The village is home to Royal Cork Yacht Club (RCYC) which has had its headquarters in the village since 1966. The club was established at the Cove of Cork (now Cobh) in 1720 and holds the title of the oldest in the world, according to the Guinness Book of World Records. In 1966 the RCYC merged with the Royal Munster Yacht Club and made the Royal Munster's club house its headquarters. The biennial Regatta of Cork Week (formerly Ford Cork Week due to the sponsorship of the Ford Motor Company) draws many competitors and upwards of 15 thousand spectators to each competition.

Crosshaven AFC is one of the oldest soccer clubs in Cork, and was founded in 1898. The club has two pitches, an all-weather training area and four-dressing-room clubhouse.

Crosshaven RFC (Rugby Union Football Club) was founded in 1972, and has two pitches, an all-weather pitch and a gym located at Myrtleville Cross in Crosshaven.

The local Gaelic Athletic Association club is Crosshaven GAA, which has teams playing both hurling and Gaelic football.

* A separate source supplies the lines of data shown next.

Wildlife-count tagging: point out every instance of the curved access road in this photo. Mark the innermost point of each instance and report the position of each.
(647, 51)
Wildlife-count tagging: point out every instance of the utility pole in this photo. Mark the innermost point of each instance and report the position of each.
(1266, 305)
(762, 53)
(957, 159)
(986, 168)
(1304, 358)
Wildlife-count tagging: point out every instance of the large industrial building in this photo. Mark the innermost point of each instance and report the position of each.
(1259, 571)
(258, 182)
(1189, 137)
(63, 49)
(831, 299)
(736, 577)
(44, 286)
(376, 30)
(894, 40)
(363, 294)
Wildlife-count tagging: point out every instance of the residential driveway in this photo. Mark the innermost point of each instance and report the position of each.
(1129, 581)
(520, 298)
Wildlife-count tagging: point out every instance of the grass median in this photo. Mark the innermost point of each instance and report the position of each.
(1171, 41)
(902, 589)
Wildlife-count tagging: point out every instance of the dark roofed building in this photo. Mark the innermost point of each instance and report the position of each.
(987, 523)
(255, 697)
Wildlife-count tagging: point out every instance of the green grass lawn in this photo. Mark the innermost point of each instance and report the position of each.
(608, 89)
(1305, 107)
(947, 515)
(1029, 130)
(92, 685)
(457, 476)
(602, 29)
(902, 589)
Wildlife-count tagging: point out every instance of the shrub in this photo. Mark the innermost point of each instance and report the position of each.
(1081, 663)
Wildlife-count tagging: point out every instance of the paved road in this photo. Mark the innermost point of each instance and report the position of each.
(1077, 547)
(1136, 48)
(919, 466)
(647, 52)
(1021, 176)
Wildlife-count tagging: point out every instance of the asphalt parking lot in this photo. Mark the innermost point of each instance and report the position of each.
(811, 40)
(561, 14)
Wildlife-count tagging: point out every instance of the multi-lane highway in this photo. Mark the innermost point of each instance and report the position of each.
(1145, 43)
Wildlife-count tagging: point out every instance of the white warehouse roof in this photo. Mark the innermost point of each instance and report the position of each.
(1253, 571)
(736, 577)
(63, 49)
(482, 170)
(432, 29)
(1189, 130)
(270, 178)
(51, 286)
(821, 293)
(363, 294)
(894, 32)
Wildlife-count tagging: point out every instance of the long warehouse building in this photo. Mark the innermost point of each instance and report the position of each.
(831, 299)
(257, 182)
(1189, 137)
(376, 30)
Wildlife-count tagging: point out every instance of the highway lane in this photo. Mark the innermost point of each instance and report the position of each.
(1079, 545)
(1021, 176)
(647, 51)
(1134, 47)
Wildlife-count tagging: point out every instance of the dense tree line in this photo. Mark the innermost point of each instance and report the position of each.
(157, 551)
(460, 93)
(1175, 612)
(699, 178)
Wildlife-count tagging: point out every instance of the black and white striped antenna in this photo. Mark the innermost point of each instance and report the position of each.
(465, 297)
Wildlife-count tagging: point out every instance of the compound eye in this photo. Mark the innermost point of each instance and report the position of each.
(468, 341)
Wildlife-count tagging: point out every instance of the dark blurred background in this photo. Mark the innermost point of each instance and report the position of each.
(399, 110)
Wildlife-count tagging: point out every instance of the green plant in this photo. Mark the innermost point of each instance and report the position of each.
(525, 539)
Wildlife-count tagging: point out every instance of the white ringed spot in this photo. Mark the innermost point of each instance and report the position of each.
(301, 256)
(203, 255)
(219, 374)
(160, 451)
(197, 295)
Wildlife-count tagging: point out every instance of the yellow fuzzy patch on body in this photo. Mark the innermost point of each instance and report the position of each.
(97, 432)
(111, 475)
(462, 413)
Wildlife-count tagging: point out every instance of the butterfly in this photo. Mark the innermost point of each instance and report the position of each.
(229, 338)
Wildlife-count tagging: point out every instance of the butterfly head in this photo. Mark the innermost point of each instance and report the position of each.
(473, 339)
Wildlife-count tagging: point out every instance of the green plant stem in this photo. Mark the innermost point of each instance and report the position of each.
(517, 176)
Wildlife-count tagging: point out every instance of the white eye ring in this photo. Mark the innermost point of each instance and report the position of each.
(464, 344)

Crosshaven Triathlon Club meets for training on the walkway, with swimming at Myrtleville.

==Transport==
The town is situated on the R612 regional road, and served by a single bus from Cork city centre via Carrigaline. Cork Airport is the nearest airport, and there are also ferries to France from nearby Ringaskiddy.

Crosshaven railway station was the southern terminus of the Cork, Blackrock and Passage Railway (which originally opened in 1850, but only extended south of Passage West at the start of the 20th century). The station opened on 1 June 1904, and finally closed on 1 June 1932.

==People==

Notable residents have included the father of Bob Geldof, who was manager of the local Grand Hotel for a time, and Chelsea FC's all-time 2nd greatest scorer, Bobby Tambling.

==Sister town==
Crosshaven has been twinned with Pleumeur-Bodou, France, since 1992.